PID: http://hdl.handle.net/0000-0007-F996-7
Alessandro Di Chiara (a cura di): Giuseppe Parini filosofo dell’educazione (1729–1799). Firenze: Leo S. Olschki 2021, viii–200 pp. (con tavole), Euro 30,-, ISBN: 978-8822267931 (indice del volume:  [https://www.olschki.it/libro/9788822267931])

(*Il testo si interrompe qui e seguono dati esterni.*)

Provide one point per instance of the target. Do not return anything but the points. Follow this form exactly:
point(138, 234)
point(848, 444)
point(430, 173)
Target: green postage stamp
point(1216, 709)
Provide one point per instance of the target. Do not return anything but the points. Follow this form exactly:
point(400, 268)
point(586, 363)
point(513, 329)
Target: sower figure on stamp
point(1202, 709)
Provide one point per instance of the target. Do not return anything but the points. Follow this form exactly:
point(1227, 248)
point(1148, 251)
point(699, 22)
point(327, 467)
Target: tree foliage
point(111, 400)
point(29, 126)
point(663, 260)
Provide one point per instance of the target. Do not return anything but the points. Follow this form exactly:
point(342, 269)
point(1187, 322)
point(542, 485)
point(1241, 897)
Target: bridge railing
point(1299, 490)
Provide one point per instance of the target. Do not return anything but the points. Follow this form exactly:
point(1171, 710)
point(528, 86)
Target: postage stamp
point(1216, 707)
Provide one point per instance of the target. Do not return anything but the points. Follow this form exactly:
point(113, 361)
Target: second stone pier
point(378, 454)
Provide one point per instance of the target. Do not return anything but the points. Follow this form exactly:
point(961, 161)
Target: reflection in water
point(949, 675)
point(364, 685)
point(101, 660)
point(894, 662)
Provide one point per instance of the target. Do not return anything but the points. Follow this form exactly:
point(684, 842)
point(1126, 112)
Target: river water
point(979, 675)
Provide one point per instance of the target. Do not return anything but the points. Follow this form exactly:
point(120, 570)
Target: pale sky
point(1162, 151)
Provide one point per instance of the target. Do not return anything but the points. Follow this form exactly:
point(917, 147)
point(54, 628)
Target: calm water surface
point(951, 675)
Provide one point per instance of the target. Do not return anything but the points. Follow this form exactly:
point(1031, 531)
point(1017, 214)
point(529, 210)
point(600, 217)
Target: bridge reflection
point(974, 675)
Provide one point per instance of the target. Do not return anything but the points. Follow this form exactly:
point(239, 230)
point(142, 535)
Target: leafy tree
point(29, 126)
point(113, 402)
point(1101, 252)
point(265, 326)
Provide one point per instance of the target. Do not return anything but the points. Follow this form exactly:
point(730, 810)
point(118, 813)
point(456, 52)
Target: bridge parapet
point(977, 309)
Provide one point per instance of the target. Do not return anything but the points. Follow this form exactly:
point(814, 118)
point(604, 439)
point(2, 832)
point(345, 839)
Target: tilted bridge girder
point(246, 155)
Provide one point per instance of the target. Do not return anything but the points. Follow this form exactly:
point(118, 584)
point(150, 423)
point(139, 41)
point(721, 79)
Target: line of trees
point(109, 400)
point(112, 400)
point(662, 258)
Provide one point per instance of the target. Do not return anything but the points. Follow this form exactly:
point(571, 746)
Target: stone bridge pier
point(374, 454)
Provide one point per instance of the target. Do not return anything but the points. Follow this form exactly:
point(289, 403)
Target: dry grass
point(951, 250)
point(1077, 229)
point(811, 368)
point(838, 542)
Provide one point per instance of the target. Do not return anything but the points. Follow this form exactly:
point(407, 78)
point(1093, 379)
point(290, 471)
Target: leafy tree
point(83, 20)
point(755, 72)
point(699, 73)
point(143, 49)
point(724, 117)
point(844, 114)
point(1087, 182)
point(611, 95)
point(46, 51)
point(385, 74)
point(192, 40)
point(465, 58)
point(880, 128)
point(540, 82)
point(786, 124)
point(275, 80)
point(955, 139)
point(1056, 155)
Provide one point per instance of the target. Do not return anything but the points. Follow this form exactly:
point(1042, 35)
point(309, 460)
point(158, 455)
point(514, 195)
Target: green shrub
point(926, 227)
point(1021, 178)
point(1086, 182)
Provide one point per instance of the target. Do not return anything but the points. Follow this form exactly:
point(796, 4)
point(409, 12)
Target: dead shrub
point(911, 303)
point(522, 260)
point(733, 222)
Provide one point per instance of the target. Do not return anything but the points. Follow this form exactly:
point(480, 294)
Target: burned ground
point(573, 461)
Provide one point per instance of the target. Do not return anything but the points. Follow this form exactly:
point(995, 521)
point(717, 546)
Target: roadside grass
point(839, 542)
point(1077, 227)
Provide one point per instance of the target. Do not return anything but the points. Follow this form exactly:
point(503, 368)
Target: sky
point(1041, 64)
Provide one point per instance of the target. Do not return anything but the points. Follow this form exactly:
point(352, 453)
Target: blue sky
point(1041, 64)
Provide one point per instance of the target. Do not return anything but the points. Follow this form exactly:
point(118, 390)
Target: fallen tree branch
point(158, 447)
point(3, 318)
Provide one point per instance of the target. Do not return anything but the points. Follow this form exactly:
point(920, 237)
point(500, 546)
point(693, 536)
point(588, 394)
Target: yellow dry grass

Pubblicato lo scorso novembre per le cure di Alessandro Di Chiara, Giuseppe Parini filosofo dell’educazione (1729–1799) raccoglie in tre diverse sezioni interventi (Atti), contributi (Studi) e iniziative didattico-museali (Attualità del Neoclassico…) presentati e/o incoraggiati dal Simposio Nazionale del 15 aprile 2021: un progetto di rilettura di una pagina della nostra storiografia letteraria e artistica. In questo, Parini e Brera sono comprensibilmente i tornanti obbligati della pubblicazione: elementi vicendevolmente essenziali, ora per indagare storia e futuro dell’Accademia di Belle Arti ora per capire il senso e il peso specifico, la raison d’être, dell’esperienza intellettuale (poetica, civile, politica) di Giuseppe Parini.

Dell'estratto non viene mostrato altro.